Nel blitz, i carabinieri hanno arrestato anche una decina di amministratori locali, molti dei quali secondo la dda sono veri e propri affiliati alla ‘ndrangheta. Tra questi anche il sindaco Nicodemo Parrilla, il vicesindaco Giuseppe Berardi, il presidente del Consiglio comunale, Giancarlo Fuscaldo, l’ex sindaco Roberto Siciliani e il fratello Nev io che è stato anche lui assessore dello stesso Comune. È proprio sulla famiglia Siciliani che si sofferma, nella prima parte dell’interrogatorio, il nuovo pentito Francesco Farao. Pur non essendo stato “battezzato”, il neo collaboratore è stato in grado di spiegare ai magistrati i rapporti politici della sua cosca: “La famiglia Siciliani, è titolare di una grossa società immobiliare ed edile denominata Ionica Immobiliare, detentrice di numerosi immobili in Cirò Marina. Ebbene molti di questi immobili sono stati donati a diversi componenti della cosca”.

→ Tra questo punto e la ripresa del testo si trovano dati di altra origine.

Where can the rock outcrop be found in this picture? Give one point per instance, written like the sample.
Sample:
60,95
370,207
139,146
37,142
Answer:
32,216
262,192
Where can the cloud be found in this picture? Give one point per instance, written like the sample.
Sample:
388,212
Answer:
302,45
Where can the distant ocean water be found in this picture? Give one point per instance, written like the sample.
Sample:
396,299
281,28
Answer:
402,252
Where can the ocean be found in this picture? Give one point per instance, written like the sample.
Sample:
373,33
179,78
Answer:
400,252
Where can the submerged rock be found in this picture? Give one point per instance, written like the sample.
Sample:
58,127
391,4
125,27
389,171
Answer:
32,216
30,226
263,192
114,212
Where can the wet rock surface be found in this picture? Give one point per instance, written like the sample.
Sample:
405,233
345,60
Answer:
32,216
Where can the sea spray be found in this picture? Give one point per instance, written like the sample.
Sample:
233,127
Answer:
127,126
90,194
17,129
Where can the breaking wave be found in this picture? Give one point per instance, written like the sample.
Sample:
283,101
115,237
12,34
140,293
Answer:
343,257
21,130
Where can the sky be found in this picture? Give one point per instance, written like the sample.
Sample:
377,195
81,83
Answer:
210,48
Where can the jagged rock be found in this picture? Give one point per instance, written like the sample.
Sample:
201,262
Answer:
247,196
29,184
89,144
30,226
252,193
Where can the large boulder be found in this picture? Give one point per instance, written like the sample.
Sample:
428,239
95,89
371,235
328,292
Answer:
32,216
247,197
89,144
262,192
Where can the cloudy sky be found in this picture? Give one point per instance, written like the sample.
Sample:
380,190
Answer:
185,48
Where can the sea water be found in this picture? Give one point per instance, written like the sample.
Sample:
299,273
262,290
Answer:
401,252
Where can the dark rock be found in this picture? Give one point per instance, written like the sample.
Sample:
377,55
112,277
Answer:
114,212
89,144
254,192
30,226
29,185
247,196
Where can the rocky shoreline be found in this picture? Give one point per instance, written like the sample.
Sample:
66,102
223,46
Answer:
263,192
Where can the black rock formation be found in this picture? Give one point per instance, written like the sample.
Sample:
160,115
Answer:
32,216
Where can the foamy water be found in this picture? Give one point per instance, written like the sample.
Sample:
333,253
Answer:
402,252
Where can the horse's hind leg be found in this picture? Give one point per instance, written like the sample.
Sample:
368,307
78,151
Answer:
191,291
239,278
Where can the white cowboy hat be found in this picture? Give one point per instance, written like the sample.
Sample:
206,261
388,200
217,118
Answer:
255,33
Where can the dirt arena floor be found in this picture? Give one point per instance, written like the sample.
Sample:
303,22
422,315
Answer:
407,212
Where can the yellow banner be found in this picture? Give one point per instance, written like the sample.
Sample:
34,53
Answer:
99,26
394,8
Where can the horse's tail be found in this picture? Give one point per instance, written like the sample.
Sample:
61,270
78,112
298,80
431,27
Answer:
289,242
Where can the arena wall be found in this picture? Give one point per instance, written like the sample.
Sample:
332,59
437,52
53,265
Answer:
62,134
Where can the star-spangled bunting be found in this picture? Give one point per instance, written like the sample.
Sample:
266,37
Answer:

“Le assegnazioni – aggiunge – sono state delle vere e proprie donazioni. Lo scambio sinallagmatico trova il suo sfogo in alcune competizioni elettorali in cui la famiglia Siciliani è stata favorita dalla consorteria”. Il riferimento è all’elezione a sindaco di Roberto Siciliani: “In quella tornata Vittorio mio cugino, ma tutti i componenti apicali della cosca, si impegnarono a far si che l’elettorato votasse Roberto Siciliani. Il voto era mediato anche dalla figura di Giuseppe Berardi che è stato consigliere di maggioranza nella precedente giunta Parrilla. Tutti i componenti delle famiglie accoscate votarono e fecero in modo che si votasse Berardi Giuseppe e per tale via Roberto Siciliani. Nel periodo in considerazione Roberto Siciliani si accompagnava nel paese con Cariati e Spagnolo al fine proprio di dimostrare che la consorteria lo appoggiava”.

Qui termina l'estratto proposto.